El Horeb
El número de años en que Israel vaga por el
desierto del Sinaí es de cuarenta según el texto bíblico; pero esa cifra es
simbólica. Corresponde al número de semanas en que la mujer lleva al hijo en su
seno: es pues a la vez tiempo de prueba y tiempo de esperanza. El Horeb será la
etapa capital de ese largo caminar: allí será donde la tradición establecerá
igualmente el episodio de la zarza ardiente.
En el Horeb Dios se manifiesta, Dios habla, y
Moisés, descalzo y el pueblo purificado, escuchan la voz de su Dios sin morir:
¿Ha quedado con vida algún pueblo después de haber oído, como tú, la voz de
Dios vivo? (Dt 4,32).
En el Horeb Dios se revela: “Yo soy Yavé, Yo soy:
YO-SOY” (Ex 3,15)
En el Horeb Dios da la Ley al pueblo que se ha
elegido. Observar esa ley será para él la manera de expresar su fidelidad al
llamado único que ha oído al pie de la Montaña Santa.
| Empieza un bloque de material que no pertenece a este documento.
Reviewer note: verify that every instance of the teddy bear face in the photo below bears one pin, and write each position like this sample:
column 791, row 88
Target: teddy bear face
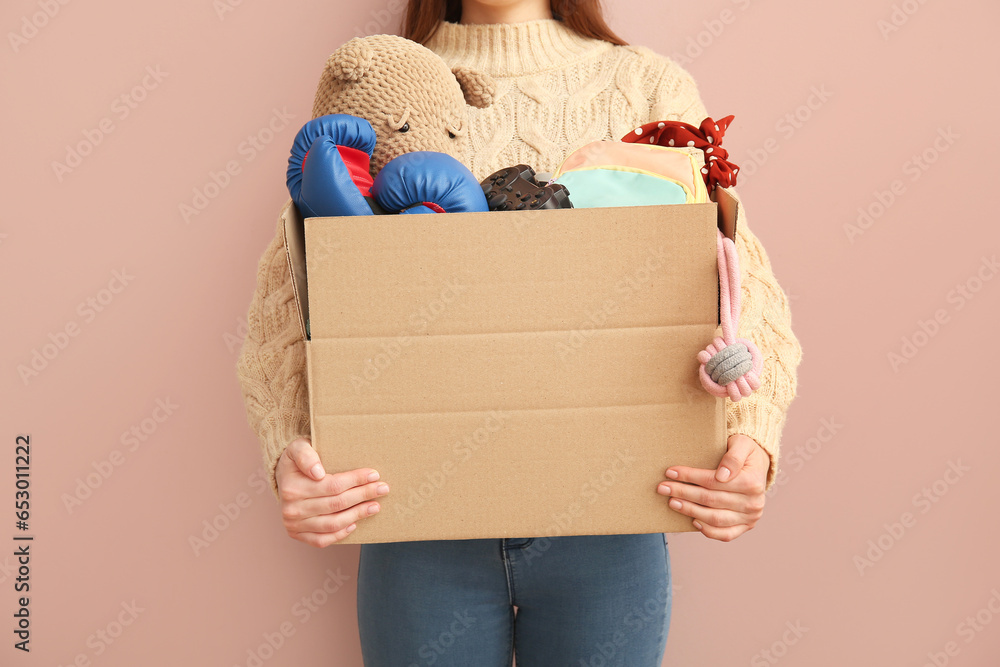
column 408, row 94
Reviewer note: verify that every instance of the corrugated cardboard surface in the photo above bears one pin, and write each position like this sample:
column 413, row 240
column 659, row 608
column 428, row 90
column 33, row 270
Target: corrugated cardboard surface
column 512, row 374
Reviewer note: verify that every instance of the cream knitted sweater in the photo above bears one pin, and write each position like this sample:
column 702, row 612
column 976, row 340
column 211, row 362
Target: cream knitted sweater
column 556, row 92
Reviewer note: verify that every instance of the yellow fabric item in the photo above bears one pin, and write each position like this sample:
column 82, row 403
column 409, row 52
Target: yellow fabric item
column 556, row 91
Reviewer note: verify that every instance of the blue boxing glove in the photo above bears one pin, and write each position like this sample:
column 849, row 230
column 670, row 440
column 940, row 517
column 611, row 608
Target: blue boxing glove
column 328, row 169
column 427, row 182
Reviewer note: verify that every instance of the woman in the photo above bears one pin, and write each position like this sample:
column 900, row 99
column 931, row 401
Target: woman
column 564, row 79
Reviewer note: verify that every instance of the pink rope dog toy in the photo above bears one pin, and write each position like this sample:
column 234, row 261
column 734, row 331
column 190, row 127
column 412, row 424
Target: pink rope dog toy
column 730, row 366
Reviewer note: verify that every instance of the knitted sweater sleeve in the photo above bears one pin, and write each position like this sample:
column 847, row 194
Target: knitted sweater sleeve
column 765, row 316
column 272, row 361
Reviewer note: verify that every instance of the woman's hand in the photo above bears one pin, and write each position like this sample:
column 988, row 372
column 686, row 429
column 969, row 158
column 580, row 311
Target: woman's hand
column 728, row 501
column 317, row 508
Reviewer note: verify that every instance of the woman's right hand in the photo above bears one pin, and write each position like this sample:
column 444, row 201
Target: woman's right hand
column 318, row 508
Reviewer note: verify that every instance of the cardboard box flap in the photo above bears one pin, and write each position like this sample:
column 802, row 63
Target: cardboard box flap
column 515, row 271
column 517, row 373
column 295, row 254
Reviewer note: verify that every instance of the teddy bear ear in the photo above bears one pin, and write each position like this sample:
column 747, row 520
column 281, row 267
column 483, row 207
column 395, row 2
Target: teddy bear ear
column 352, row 60
column 478, row 87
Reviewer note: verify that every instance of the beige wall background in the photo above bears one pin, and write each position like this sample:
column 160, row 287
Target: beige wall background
column 866, row 131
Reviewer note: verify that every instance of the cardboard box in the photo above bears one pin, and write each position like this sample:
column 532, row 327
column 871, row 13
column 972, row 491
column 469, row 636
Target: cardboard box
column 512, row 374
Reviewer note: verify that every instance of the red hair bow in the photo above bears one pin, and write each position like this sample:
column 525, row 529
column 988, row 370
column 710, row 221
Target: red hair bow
column 708, row 137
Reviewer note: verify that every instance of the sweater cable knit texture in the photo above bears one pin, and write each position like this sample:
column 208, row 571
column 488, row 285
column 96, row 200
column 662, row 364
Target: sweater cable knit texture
column 556, row 91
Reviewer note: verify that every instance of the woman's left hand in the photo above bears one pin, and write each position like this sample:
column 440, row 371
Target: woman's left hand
column 725, row 502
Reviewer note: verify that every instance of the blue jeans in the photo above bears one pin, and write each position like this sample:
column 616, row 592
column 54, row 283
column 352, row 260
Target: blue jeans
column 582, row 601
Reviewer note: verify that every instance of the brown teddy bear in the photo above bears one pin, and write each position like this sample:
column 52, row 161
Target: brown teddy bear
column 412, row 99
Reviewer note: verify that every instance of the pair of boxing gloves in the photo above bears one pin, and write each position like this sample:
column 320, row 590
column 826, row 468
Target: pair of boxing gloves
column 328, row 175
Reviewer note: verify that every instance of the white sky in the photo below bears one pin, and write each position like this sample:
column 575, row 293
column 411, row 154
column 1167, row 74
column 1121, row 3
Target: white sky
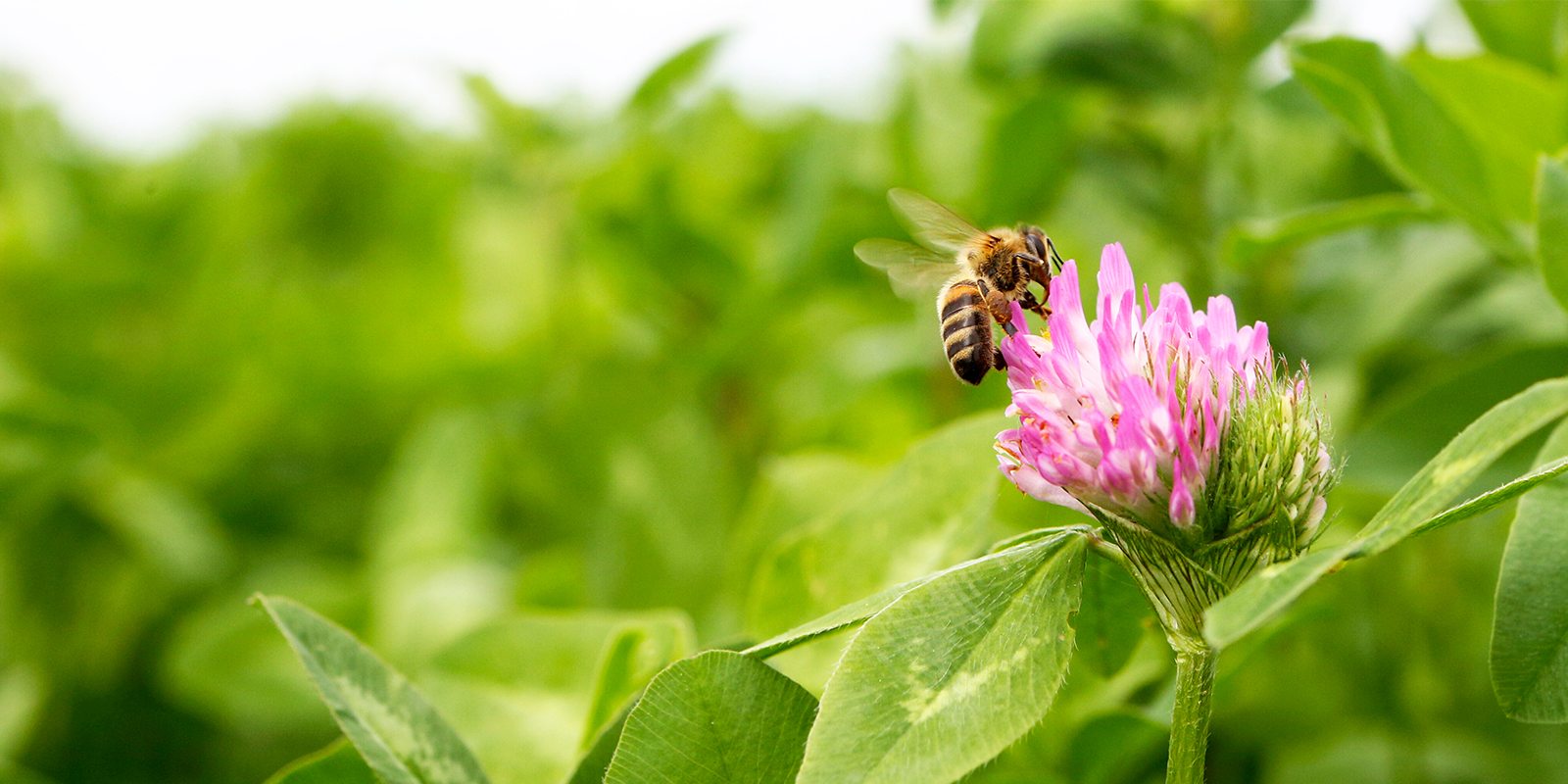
column 146, row 75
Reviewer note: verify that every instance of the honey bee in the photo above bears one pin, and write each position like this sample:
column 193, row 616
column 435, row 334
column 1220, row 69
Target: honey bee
column 979, row 274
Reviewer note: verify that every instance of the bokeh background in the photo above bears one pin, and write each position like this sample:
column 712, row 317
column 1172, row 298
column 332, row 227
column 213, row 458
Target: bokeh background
column 493, row 397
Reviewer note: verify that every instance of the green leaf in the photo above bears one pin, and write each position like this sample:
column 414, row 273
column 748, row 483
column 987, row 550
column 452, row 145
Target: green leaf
column 843, row 618
column 715, row 718
column 1113, row 616
column 596, row 760
column 521, row 690
column 1115, row 749
column 673, row 75
column 1526, row 31
column 1270, row 590
column 1254, row 240
column 951, row 673
column 334, row 764
column 1452, row 469
column 1494, row 498
column 1529, row 640
column 392, row 726
column 1551, row 226
column 629, row 662
column 1405, row 127
column 932, row 510
column 1512, row 112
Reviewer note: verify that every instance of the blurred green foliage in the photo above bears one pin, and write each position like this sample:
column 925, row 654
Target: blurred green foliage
column 545, row 408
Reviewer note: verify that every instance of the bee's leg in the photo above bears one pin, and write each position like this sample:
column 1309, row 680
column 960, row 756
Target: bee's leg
column 1034, row 239
column 1042, row 274
column 1029, row 303
column 998, row 306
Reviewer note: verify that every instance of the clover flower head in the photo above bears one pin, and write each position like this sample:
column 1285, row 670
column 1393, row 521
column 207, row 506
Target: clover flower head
column 1136, row 415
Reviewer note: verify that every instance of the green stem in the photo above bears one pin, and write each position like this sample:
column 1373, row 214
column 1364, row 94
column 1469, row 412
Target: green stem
column 1191, row 715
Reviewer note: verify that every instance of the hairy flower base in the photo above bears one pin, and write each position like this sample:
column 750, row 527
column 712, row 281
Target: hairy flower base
column 1170, row 425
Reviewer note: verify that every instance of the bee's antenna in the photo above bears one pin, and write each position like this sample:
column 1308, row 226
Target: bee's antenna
column 1055, row 258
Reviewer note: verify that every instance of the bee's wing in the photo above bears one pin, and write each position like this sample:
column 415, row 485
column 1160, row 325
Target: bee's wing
column 930, row 223
column 913, row 271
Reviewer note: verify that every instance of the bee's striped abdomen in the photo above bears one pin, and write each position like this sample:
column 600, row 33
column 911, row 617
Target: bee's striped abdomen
column 966, row 329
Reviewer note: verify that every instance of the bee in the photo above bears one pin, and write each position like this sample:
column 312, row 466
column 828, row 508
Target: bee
column 979, row 274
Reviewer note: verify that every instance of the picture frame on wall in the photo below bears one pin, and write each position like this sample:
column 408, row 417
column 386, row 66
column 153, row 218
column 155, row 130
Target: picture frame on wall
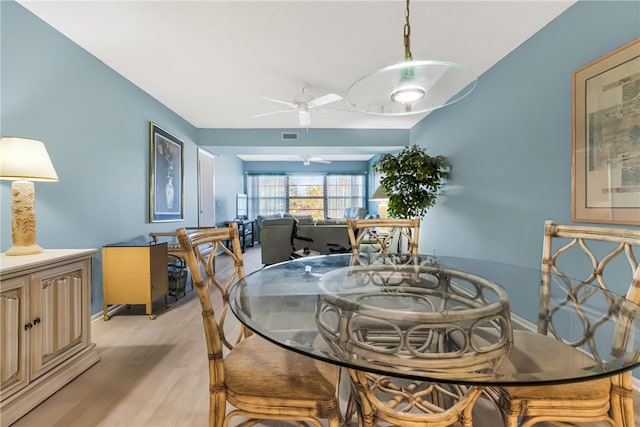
column 166, row 178
column 606, row 138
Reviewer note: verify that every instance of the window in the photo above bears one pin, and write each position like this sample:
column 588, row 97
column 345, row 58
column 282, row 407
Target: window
column 321, row 196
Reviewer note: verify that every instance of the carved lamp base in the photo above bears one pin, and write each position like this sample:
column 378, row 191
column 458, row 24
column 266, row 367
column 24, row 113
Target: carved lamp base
column 23, row 219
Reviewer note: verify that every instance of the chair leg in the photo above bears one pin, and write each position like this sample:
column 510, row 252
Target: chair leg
column 622, row 400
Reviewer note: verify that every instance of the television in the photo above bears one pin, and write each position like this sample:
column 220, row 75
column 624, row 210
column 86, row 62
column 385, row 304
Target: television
column 242, row 206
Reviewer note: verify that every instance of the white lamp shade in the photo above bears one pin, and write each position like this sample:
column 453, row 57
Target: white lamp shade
column 27, row 159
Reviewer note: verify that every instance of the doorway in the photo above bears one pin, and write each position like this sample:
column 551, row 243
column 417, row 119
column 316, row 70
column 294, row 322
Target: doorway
column 206, row 189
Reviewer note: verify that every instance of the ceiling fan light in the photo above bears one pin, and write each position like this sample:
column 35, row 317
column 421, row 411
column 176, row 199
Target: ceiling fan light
column 407, row 94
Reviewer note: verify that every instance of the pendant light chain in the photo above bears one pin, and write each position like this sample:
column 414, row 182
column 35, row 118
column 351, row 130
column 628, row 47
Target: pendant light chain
column 407, row 35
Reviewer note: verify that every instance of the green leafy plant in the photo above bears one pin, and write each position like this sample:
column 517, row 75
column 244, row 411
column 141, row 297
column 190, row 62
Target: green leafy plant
column 412, row 179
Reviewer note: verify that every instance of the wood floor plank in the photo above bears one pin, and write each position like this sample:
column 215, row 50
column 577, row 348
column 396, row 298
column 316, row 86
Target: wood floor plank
column 153, row 373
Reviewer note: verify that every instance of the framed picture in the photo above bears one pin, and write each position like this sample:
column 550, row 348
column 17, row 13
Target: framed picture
column 606, row 138
column 166, row 180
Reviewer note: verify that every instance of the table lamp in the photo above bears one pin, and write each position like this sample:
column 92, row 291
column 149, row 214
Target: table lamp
column 23, row 161
column 381, row 195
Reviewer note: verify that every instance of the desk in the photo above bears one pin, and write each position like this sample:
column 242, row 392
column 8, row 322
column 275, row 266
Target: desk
column 245, row 231
column 290, row 305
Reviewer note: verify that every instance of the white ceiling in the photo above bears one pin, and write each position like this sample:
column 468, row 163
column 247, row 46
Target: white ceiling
column 211, row 61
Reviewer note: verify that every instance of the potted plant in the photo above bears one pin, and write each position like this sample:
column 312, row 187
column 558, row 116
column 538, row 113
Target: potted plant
column 412, row 179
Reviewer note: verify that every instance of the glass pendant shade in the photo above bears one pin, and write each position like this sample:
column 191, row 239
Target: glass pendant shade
column 411, row 87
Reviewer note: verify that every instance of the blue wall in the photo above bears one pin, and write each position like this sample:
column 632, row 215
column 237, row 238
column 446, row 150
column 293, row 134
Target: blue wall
column 510, row 141
column 95, row 125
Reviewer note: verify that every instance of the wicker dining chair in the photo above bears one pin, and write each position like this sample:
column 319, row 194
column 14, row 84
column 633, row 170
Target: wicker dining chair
column 383, row 235
column 607, row 399
column 398, row 401
column 259, row 379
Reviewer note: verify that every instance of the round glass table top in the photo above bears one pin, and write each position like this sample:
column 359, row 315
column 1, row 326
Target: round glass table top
column 441, row 318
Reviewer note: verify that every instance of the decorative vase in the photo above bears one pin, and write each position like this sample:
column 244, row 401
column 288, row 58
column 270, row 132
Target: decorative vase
column 168, row 190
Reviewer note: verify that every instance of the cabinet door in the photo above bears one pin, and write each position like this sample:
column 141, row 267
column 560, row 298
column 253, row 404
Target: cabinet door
column 13, row 333
column 60, row 327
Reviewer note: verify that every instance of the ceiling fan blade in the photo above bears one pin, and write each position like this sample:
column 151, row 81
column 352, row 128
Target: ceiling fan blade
column 304, row 118
column 326, row 99
column 272, row 112
column 280, row 101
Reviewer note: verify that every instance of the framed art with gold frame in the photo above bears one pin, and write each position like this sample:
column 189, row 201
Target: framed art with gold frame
column 606, row 138
column 166, row 179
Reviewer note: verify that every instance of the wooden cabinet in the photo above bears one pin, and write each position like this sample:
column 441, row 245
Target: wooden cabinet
column 134, row 273
column 45, row 331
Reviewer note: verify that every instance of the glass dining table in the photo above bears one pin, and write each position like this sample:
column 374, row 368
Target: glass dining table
column 444, row 319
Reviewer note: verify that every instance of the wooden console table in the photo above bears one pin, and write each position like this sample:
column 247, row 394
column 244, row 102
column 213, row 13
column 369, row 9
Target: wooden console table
column 45, row 310
column 245, row 231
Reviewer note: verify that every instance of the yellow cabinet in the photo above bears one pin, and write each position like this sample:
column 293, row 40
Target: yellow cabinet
column 134, row 273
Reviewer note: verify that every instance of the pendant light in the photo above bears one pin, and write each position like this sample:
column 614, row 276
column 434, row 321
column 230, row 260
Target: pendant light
column 411, row 87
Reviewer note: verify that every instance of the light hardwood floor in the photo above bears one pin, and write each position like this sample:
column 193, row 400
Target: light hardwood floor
column 154, row 372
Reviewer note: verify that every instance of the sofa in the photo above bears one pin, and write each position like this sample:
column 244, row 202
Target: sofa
column 317, row 235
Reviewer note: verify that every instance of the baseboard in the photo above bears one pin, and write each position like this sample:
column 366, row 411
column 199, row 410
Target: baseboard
column 110, row 312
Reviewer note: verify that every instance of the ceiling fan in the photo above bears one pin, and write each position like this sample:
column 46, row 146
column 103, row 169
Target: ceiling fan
column 303, row 104
column 307, row 160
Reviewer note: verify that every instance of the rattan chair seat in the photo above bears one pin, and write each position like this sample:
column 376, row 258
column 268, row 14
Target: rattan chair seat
column 283, row 370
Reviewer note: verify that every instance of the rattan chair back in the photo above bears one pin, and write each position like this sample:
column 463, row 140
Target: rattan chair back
column 384, row 235
column 398, row 401
column 592, row 255
column 260, row 380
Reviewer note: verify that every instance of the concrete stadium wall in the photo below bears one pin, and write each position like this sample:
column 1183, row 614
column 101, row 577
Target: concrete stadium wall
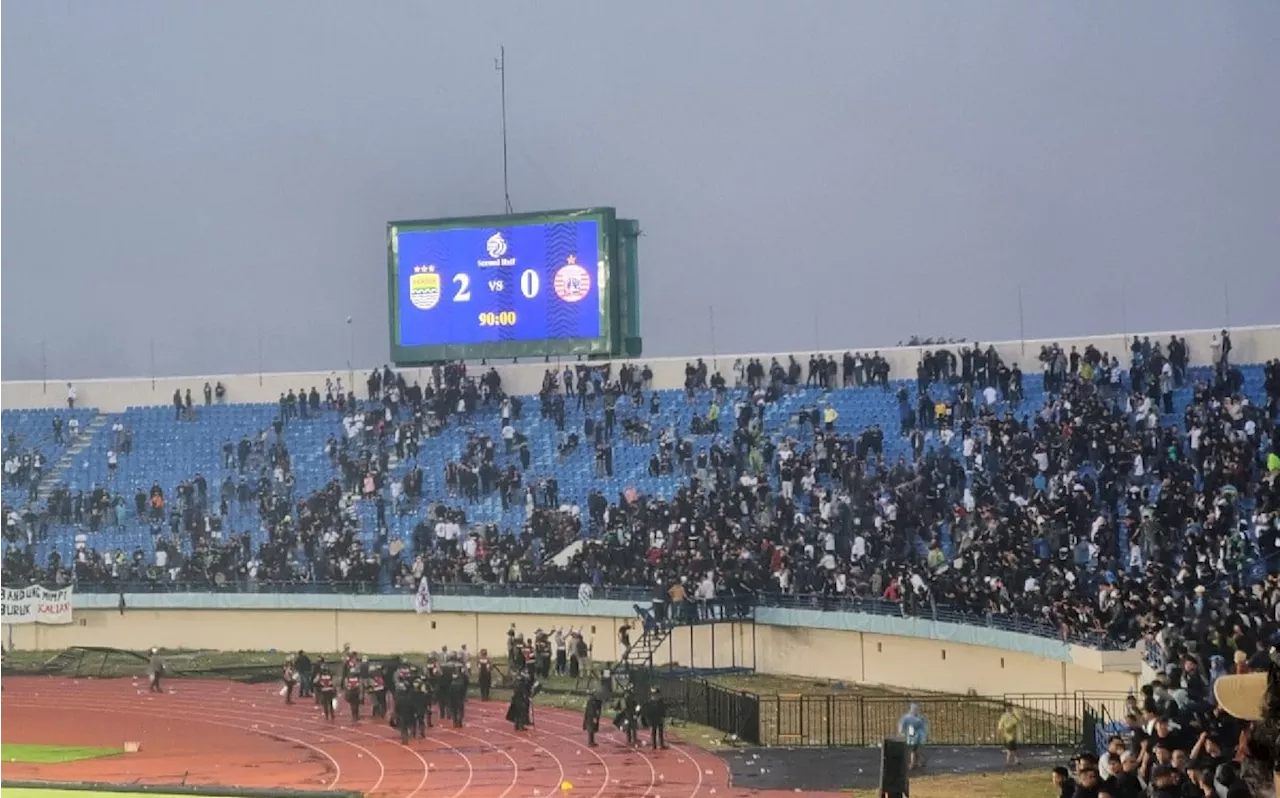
column 1251, row 345
column 854, row 657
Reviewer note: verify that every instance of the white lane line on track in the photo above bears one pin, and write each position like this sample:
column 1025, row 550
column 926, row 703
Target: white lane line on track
column 337, row 767
column 592, row 751
column 259, row 715
column 196, row 710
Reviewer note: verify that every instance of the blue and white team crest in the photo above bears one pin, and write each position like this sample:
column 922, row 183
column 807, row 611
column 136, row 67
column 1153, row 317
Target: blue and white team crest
column 424, row 287
column 572, row 282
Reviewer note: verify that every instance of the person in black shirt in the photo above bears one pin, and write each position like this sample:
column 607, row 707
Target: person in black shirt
column 302, row 662
column 592, row 717
column 1064, row 783
column 654, row 714
column 484, row 678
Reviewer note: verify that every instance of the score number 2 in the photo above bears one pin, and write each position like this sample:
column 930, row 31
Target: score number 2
column 529, row 286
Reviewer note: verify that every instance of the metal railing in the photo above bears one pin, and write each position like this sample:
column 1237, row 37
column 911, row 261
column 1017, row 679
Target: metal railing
column 627, row 593
column 937, row 612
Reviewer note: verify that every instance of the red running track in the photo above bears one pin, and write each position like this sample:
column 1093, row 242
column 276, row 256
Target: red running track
column 228, row 734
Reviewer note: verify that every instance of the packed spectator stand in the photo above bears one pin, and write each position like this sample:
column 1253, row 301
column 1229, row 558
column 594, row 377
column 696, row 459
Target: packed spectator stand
column 1101, row 497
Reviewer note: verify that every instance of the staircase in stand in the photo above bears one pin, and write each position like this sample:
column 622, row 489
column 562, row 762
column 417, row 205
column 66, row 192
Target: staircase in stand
column 639, row 657
column 68, row 460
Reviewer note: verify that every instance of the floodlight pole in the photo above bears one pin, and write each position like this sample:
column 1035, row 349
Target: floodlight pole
column 501, row 65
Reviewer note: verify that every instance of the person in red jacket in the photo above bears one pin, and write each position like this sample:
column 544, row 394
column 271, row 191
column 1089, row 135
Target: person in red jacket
column 289, row 675
column 353, row 694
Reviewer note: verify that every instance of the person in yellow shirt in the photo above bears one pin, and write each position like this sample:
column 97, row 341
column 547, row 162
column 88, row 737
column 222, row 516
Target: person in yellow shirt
column 1008, row 726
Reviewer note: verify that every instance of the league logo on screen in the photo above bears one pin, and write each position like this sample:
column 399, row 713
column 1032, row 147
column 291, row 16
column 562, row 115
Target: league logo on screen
column 496, row 246
column 572, row 282
column 424, row 287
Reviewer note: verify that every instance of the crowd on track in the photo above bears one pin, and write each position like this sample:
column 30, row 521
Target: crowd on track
column 1130, row 501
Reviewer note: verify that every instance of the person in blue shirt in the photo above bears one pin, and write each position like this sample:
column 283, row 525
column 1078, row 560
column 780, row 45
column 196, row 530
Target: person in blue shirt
column 914, row 728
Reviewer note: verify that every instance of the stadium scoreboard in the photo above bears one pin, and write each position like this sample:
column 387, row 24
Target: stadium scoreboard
column 551, row 283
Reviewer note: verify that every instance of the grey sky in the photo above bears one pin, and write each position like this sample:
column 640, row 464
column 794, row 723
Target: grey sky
column 211, row 176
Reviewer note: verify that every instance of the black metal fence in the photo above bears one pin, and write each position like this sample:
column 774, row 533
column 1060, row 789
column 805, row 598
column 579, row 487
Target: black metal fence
column 836, row 720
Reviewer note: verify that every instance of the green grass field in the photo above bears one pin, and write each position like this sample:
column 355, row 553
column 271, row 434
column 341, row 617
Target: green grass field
column 31, row 792
column 1028, row 784
column 51, row 755
column 974, row 721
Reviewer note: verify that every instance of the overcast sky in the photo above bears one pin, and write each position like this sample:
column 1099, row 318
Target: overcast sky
column 216, row 177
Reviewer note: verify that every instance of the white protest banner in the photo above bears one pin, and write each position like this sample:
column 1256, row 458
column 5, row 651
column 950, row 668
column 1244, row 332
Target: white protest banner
column 35, row 605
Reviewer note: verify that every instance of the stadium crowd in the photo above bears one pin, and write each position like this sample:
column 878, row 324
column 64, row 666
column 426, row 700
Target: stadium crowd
column 1104, row 514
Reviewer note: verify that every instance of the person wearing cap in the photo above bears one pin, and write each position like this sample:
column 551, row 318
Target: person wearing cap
column 1123, row 776
column 1164, row 781
column 1255, row 698
column 1064, row 783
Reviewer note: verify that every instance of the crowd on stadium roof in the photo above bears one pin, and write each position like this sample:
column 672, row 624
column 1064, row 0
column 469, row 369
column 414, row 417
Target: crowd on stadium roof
column 1100, row 514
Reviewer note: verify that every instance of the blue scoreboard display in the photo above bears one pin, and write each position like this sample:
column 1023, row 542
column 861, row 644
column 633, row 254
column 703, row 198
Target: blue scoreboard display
column 501, row 286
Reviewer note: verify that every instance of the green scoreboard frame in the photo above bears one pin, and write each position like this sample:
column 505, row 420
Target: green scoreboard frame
column 620, row 317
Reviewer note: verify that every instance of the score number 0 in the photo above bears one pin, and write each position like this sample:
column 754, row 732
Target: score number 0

El encuentro en Cadés-Barne
El testimonio de la experiencia que habían vivido
los clanes salidos de la “casa de la esclavitud” guiados por Moisés se difundió
en los siguientes decenios entre las demás tribus que habían permanecido en
Palestina, o que habían vuelto en el siglo 16 a raíz del movimiento xenófobo que acompañó
a la victoria de Ahmosis sobre los Hicsos. Ese compartir experiencias se
efectuó especialmente en Cadés-Barne, cuyo nombre significa el (lugar) santo de
Barné. Ese oasis de manantiales abundantes donde se cruzan las rutas que llevan
a Egipto, a Berseba y al golfo de Eilat, fue un lugar de encuentro privilegiado
entre los clanes conducidos por Moisés y las tribus que estaban en Palestina.
Debido a la celosa independencia de los nómadas,
las tradiciones orales evolucionaron en uno y otro lado de manera original y
diversa, pero en el siguiente período la voluntad de unificación del poder real
produjo fusiones, agrupamientos a veces inadecuados de esas mismas tradiciones.
Por lo tanto es muy difícil hoy en día decir más sobre esa experiencia
espiritual compartida. Pero es evidente que fue una cosa decisiva para el
porvenir: la salida de Egipto y el ascenso a la Tierra Prometida
permanecieron, a lo largo de toda la tradición judíocristiana, como la
experiencia inicial y fundadora de todas las liberaciones que Dios ha realizado
en favor de su pueblo, y que encontrará su plenitud en Jesucristo en el
Misterio Pascual.
Josué
Será Josué quien hará cruzar el Jordán al pueblo
de inmigrantes que Moisés condujo desde Egipto hasta el Monte Nebo. Él lo
introducirá en la
Tierra Prometida.
Hablar de pueblo es mucho decir. En realidad no se
trata todavía más que de algunos clanes, a los que se agregaron nuevos
elementos durante el alto en el lugar santo de Cadés-Barné. Por pocos que sean
esos nómadas confiados ahora a Josué, llevan consigo una experiencia tan enriquecedora
que será pronto la herencia espiritual de todos. Frente a los cananeos que
viven en las ciudades y cultivan los campos de los alrededores, esos nómadas
van tomando poco a poco conciencia de su originalidad y de su identidad.
Durante este período de Josué y de los Jueces se constituye realmente el pueblo
de Israel.
El libro de Josué nos presenta una conquista
sistemática del país llevada a cabo por Josué a la cabeza de las tribus; pero
de hecho las cosas pasaron de manera muy diferente debido a dos razones. En
primer lugar, como lo confirman las excavaciones arqueológicas, sólo algunas
tribus del sur se vieron afectadas por el exilio a Egipto y los posteriores
retornos a la tierra de Canaán. Por otra parte, los clanes nómadas estaban en
situación de inferioridad frente a los ocupantes de las ciudades; al abrigo de
sus fortificaciones, los cananeos, poseían armas de guerra y carros terribles;
en cuanto a los filisteos eran expertos en la metalurgia y sus ciudades
portuarias les permitían el comercio de los metales.